Opinion

Confusing questions and unclear mandates

On Thursday morning voting in the Fall Referendum period closes, and in all likelihood the QPIRG-McGill and CKUT referendum questions will pass—as long as quorum is reached. It’s rare for a fee renewal question to fail, as these referenda are more a test of whether a group can mobilize enough of its supporters than anything else. The questions ask for a renewed mandate for both groups’ fee levies, as well as a mandate to take their opt-outs off Minerva and let the groups themselves administer them. Yet regardless of whether the questions pass, McGill is unlikely to change the opt-out system in response. The administration isn’t going to give up on a relatively new system that’s administratively efficient and provides students with a simple, straightforward way of opting out.

Beyond that, however, there’s the issue of whether a “yes” vote on these questions would constitute a clear answer to a clear and straightforward question.

Deputy Provost (Student Life and Learning) Morton Mendelson has already indicated that the questions do not meet that standard as they are posed in a confusing and convoluted way.

The biggest problem is that they conflate two issues: the renewal of their student fee levies and the form of the opt-out system. There’s no way for students to vote on these issues separately. One can’t vote for continuing to fund QPIRG and CKUT and for keeping the opt-out system as it is: transparent, efficient, and online. It would be disingenuous to argue that a “yes” vote represents a clear majority on both of these issues. There may very well be a majority (of referendum voters, not students) that support QPIRG and CKUT, and also support returning to the pre-2007 opt-out system, but a “yes” vote on these questions isn’t proof of that. 

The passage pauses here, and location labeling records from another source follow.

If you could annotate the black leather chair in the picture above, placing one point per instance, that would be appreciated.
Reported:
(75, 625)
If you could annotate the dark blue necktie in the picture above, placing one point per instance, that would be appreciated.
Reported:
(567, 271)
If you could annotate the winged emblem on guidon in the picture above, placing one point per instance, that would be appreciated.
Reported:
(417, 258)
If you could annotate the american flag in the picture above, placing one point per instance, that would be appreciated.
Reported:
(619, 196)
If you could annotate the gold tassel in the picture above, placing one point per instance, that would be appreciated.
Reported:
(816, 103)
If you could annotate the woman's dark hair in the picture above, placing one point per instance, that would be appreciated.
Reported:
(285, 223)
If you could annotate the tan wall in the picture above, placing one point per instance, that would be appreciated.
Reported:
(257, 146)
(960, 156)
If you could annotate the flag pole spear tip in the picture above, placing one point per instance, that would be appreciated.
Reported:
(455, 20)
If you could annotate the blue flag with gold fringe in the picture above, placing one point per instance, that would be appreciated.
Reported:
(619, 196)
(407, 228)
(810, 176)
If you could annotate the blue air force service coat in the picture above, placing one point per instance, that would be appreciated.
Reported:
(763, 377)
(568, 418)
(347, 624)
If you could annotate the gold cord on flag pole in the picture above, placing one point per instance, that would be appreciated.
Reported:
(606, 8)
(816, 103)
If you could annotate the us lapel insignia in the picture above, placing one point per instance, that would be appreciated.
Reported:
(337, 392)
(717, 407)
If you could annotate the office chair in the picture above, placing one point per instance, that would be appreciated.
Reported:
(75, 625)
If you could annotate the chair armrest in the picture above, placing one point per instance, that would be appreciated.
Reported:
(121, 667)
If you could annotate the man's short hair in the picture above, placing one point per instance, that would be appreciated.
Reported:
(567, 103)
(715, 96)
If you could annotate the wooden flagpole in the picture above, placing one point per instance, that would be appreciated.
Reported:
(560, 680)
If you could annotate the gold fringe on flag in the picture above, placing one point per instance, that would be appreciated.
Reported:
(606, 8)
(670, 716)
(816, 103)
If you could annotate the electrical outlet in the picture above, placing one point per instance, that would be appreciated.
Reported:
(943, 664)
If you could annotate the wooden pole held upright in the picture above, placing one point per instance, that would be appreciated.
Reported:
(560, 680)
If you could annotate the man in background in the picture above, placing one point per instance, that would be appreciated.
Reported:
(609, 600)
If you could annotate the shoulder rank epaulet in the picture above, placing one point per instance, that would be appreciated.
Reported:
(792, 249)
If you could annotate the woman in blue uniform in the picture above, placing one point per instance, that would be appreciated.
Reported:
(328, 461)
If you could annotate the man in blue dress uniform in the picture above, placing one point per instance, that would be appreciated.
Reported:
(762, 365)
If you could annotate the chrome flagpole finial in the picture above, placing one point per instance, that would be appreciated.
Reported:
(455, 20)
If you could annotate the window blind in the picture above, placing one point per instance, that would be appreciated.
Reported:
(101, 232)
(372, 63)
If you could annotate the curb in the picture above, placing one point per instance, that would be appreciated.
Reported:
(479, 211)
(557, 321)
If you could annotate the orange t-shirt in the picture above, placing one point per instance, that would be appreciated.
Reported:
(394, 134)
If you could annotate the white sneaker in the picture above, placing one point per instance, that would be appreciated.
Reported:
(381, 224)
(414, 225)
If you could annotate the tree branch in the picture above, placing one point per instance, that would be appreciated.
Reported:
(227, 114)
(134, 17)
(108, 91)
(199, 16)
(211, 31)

Yet QPIRG has argued that they are the same thing because the group can’t continue to exist under the current system. This is, of course, preposterous. Having to combat the QPIRG opt-out campaign for two weeks at the start of the semester, and not knowing their exact budget until part way into the year may be an inconvenience, and may indeed make things more difficult, but that certainly doesn’t threaten their existence. QPIRG still had about $156,000 to work with last year. Is that really not enough to do anything with? Opt-outable student groups aren’t entitled to enough money to fund the programs they want. They’re entitled to the fees of students who don’t opt out. QPIRG’s budget needs to adjust to their fee allocation, they can’t adjust the opt-out rate to fit the budget they want. If that’s such an existential problem, they can always try for a mandate for a non-opt-outable fee.

Having the administration run the opt-out system makes a certain amount of sense. Crucially, McGill provides the mechanism for collecting student fees, and distributes the money to student groups. QPIRG definitely couldn’t continue to exist at McGill if they had to collect their own fees. Why shouldn’t the administration control the opt-out system as well?

In all likelihood, the referendum questions will pass, and QPIRG and CKUT will continue to exist with fees that are opt-outable on Minerva. That would be the fairest outcome, and I’m sure both groups will find some way to struggle on.